Generation is extremely slow. The model doesn't fit in RAM and is offloading to disk. Run ollama ps — it shows how many layers are in RAM versus on CPU. Fix: use a smaller model or upgrade to more RAM.

Failed to connect when calling the API from outside. Ollama is still bound to localhost. Add OLLAMA_HOST=0.0.0.0 to the service configuration and restart.

Model won't download. Check available disk space with df -h. Models range from 1–2 GB for small 1-3B variants to 40+ GB for 70B models. Expand your disk or delete unused models first.

Open WebUI can't reach Ollama. With --network=host, Open WebUI talks to Ollama via localhost:11434. Confirm Ollama is running and listening: curl localhost:11434.

Ready to run your own language models?

THE.Hosting VPS — KVM, Ubuntu, 50+ locations worldwide. Match the plan to your model size.

Starting from €5.77/month, trial tier at €1/month with KYC for up to 6 months. For large models, Dedicated servers with high RAM are available.

Choose a VPS for Ollama 
Dedicated Servers

FAQ:

Does Ollama work without a GPU?

Yes, CPU-only mode is fully supported. Generation speed will be lower — roughly 3–8 tokens/sec for a 7B model compared to 30–60 tokens/sec with a good NVIDIA GPU. For personal use and experimentation, CPU is fine.

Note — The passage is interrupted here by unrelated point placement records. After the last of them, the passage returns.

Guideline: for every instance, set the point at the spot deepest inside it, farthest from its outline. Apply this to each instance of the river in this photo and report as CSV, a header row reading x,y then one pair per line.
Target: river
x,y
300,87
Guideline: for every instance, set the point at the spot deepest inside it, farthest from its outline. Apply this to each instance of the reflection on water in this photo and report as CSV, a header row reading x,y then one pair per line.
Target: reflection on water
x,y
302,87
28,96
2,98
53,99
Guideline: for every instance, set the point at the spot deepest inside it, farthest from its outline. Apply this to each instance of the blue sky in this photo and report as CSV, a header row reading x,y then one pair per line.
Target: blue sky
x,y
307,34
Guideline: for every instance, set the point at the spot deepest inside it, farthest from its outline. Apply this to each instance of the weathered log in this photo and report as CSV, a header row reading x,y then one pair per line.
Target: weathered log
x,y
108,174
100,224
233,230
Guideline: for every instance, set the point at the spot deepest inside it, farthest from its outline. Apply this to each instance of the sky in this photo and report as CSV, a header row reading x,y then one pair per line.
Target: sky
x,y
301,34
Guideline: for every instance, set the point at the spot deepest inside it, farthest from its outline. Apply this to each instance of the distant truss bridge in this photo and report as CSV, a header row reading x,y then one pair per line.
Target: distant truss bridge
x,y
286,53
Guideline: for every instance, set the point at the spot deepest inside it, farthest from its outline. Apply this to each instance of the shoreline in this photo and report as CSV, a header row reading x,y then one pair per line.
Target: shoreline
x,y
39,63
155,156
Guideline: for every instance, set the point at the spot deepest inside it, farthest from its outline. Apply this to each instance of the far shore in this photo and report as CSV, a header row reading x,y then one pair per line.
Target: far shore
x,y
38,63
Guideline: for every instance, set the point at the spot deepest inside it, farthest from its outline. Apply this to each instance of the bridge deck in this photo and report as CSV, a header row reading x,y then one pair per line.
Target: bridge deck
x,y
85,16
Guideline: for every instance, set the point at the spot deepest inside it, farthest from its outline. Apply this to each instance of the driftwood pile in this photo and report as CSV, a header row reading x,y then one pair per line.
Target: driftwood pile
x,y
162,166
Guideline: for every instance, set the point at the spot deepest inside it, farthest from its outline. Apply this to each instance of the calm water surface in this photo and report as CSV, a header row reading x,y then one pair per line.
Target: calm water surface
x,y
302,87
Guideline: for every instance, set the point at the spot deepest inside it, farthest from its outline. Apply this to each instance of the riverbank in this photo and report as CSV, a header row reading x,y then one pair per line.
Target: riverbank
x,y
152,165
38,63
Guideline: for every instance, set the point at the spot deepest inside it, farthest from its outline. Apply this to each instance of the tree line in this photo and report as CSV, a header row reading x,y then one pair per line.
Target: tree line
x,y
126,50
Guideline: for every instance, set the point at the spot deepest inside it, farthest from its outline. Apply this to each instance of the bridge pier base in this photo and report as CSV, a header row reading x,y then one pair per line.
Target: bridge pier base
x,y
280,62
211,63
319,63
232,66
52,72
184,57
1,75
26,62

Which model works best for non-English languages?

Qwen 2.5 (7B, 14B, 32B) consistently leads on non-Latin scripts including Russian, Chinese, and Arabic. Recent Llama 3.x versions are solid too. DeepSeek R1 handles multilingual prompts well. Gemma 3 is notably weaker outside English.

Can Ollama replace the OpenAI API in my code?

Yes. Ollama exposes an OpenAI-compatible endpoint at http://localhost:11434/v1/. Point any OpenAI client library, LangChain, LlamaIndex, or n8n to that URL as the base_url and use any string as the API key. Most integrations work without code changes.

Can multiple models run at the same time?

Yes, as long as there's enough RAM for all of them. Ollama loads models on demand and automatically unloads models that haven't been used in 5 minutes.

Is it safe to expose port 11434 publicly?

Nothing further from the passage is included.